CHICOPEE, Mass. (Mass Appeal) – If you’re working out and getting your fitness on this summer, you might need an all-natural source of protein! Mr. Tea, Sean Condon, came to show us a protein bar you can make that incorporates ground-up matcha.



  • 2 cups Salted Almonds
  • 2/3 cup puffed rice cereal
  • 2/3 cup dried cranberries
  • 2/3 cups sunflower seeds
  • 1/2 cup unsweetened coconut flakes
  • 1/3 cup brown rice syrup
  • 2 tablespoon Matcha powder
  • 2 tablespoons honey
  • 1 teaspoon vanilla extract
  • Coconut flour


  • Line an 8 x 8 baking dish with parchment paper.  Set aside.
  • In a large mixing bowl, add almonds, puffed rice cereal, cranberries, coconut, and hemp seeds (if using) – toss to combine.  Set aside.

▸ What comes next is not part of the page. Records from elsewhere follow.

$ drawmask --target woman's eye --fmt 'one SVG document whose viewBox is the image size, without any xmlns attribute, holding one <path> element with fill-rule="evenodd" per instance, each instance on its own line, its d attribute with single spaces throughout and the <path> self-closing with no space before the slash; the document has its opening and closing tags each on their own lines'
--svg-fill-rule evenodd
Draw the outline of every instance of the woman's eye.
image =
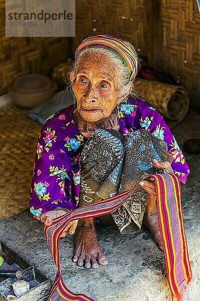
<svg viewBox="0 0 200 301">
<path fill-rule="evenodd" d="M 101 84 L 101 85 L 100 85 L 102 87 L 102 88 L 103 88 L 104 89 L 106 89 L 106 88 L 108 88 L 107 86 L 106 85 L 105 85 L 105 84 Z"/>
<path fill-rule="evenodd" d="M 84 78 L 81 78 L 80 80 L 81 83 L 82 83 L 84 84 L 85 84 L 86 83 L 86 80 L 84 79 Z"/>
</svg>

  • Stir brown rice syrup, honey, matcha and vanilla together in a small saucepan.  Heat over medium-high heat until boiling, stirring occasionally.  Then let the sauce boil for 4-5 minutes, or until it reaches about 260 degrees, stirring occasionally.

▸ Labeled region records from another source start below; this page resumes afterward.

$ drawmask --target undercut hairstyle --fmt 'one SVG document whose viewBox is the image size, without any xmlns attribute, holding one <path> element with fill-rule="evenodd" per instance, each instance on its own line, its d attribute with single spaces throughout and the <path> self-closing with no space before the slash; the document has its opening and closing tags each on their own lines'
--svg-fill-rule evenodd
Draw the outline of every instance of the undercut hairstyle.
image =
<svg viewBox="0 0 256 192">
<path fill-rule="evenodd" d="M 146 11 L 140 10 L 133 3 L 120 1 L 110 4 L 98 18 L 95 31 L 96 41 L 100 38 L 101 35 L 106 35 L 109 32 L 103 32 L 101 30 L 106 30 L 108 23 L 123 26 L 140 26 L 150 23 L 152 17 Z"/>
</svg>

  • Once it’s ready, pour it evenly over the almond mixture and very quickly stir the mixture until it is evenly coated with the sauce.  It hardens quickly, so you’ll need to move fast!
  • Quickly transfer the mixture to the lined baking dish, and press it firmly into the dish in an even layer.
  •  Let the bars cool for 30 minutes or until they reach room temperature.
  • Then carefully lift up the parchment paper from the baking dish and transfer it (with the bars) to a cutting board.
  •  Dust both sides with the coconut flour to help with the stickiness.
  • Cut the bars into your desired shapes and sizes.
  • Then place in a sealed container and store at room temperature until ready to eat.
  • The bars will last up to 10 days.  Or if you freeze them, they will last up to 3 months.